作者: 海街diary | 来源:发表于2018-02-23 22:59 被阅读532次

    1. 介绍

    Residual layer用来解决神经网络训练过程中的gradient消失或爆炸等意外情况,其效果是提供了lower bound,即很容易学到indenty function(extra layers'weight = 0)

    2 原理

    residual layer

    注意由于a[L] 和 z[L+2] 要相加合并,因此必须确保两者的height, weight, channel都相同。

    而且也并不一定非为2层,也可以为3层。

    residual layer with 3 layers

    实现如下(第1层使用1x1 conv,结合第2层,可以加快计算;因此第1层padding=valid, 第2层padding=same;此外要注意F3 = # channels of X)
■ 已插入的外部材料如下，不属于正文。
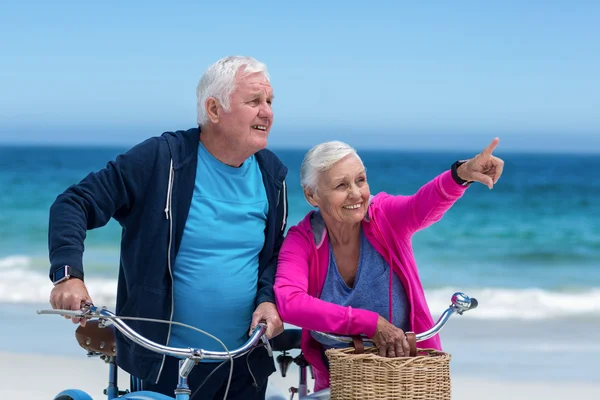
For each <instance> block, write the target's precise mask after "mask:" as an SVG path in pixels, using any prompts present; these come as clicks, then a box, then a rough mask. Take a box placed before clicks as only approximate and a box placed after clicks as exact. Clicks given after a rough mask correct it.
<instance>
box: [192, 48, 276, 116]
mask: <svg viewBox="0 0 600 400" xmlns="http://www.w3.org/2000/svg"><path fill="white" fill-rule="evenodd" d="M240 69H243V71H244V75H243V76H246V75H250V74H254V73H257V72H260V73H262V74H263V75H264V76H265V78H266V79H267V80H269V73H268V71H267V66H266V65H265V64H263V63H261V62H260V61H257V60H256V59H254V58H252V57H244V56H229V57H225V58H222V59H220V60H219V61H217V62H216V63H214V64H212V65H211V66H209V67H208V68H207V70H206V72H204V75H202V78H200V81H199V82H198V87H197V88H196V98H197V110H198V116H197V122H198V126H202V125H203V124H204V123H206V122H208V115H207V114H206V106H205V105H206V100H207V99H208V98H210V97H214V98H215V99H217V100H218V101H219V103H220V104H221V106H222V107H223V109H224V110H225V111H229V110H230V100H231V94H232V93H233V92H234V91H235V78H236V75H237V73H238V71H240Z"/></svg>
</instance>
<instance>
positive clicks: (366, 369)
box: [326, 347, 450, 400]
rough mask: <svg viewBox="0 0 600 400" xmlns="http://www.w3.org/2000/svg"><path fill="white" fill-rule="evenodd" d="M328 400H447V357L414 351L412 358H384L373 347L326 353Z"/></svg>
mask: <svg viewBox="0 0 600 400" xmlns="http://www.w3.org/2000/svg"><path fill="white" fill-rule="evenodd" d="M326 355H327V358H328V359H329V366H330V370H329V372H330V387H331V400H352V399H356V400H369V399H377V400H387V399H411V400H448V399H450V354H448V353H444V352H441V351H437V350H433V349H418V352H417V355H416V357H398V358H386V357H381V356H379V355H378V354H377V349H376V348H373V347H368V348H365V350H364V353H362V354H356V353H355V350H354V348H352V347H349V348H345V349H329V350H327V351H326Z"/></svg>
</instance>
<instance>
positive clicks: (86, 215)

    def identity_block(X, f, filters, stage, block):
        """
        Implementation of the identity block as defined in Figure 3
        
        Arguments:
        X -- input tensor of shape (m, n_H_prev, n_W_prev, n_C_prev)
        f -- integer, specifying the shape of the middle CONV's window for the main path
        filters -- python list of integers, defining the number of filters in the CONV layers of the main path
        stage -- integer, used to name the layers, depending on their position in the network
        block -- string/character, used to name the layers, depending on their position in the network
        
        Returns:
        X -- output of the identity block, tensor of shape (n_H, n_W, n_C)
        """
        
        # defining name basis
        conv_name_base = 'res' + str(stage) + block + '_branch'
        bn_name_base = 'bn' + str(stage) + block + '_branch'
        
        # Retrieve Filters
        F1, F2, F3 = filters
        
        # Save the input value. You'll need this later to add back to the main path. 
        X_shortcut = X
        
        # First component of main path
        X = Conv2D(filters = F1, kernel_size = (1, 1), strides = (1,1), padding = 'valid', name = conv_name_base + '2a', kernel_initializer = glorot_uniform(seed=0))(X)
        X = BatchNormalization(axis = 3, name = bn_name_base + '2a')(X)
        X = Activation('relu')(X)
        
        ### START CODE HERE ###
        
        # Second component of main path (≈3 lines)
        X = Conv2D(filters = F2, kernel_size = (f, f), strides = (1,1), padding = 'same', name = conv_name_base + '2b', kernel_initializer = glorot_uniform(seed=0))(X)
        X = BatchNormalization(axis = 3, name = bn_name_base + '2b')(X)
        X = Activation('relu')(X)
    
        # Third component of main path (≈2 lines)
        X = Conv2D(filters = F3, kernel_size = (1, 1), strides = (1,1), padding = 'valid', name = conv_name_base + '2c', kernel_initializer = glorot_uniform(seed=0))(X)
        X = BatchNormalization(axis = 3, name = bn_name_base + '2c')(X)
    
        # Final step: Add shortcut value to main path, and pass it through a RELU activation (≈2 lines)
        X = layers.add([X, X_shortcut])
        X = Activation('relu')(X)
        
        ### END CODE HERE ###
        
        return X
    

    3. 变形

    typical residual 由于输入和输出同shape,限制了其功能。但对short_path 稍作改进,即可实现convolution 功能。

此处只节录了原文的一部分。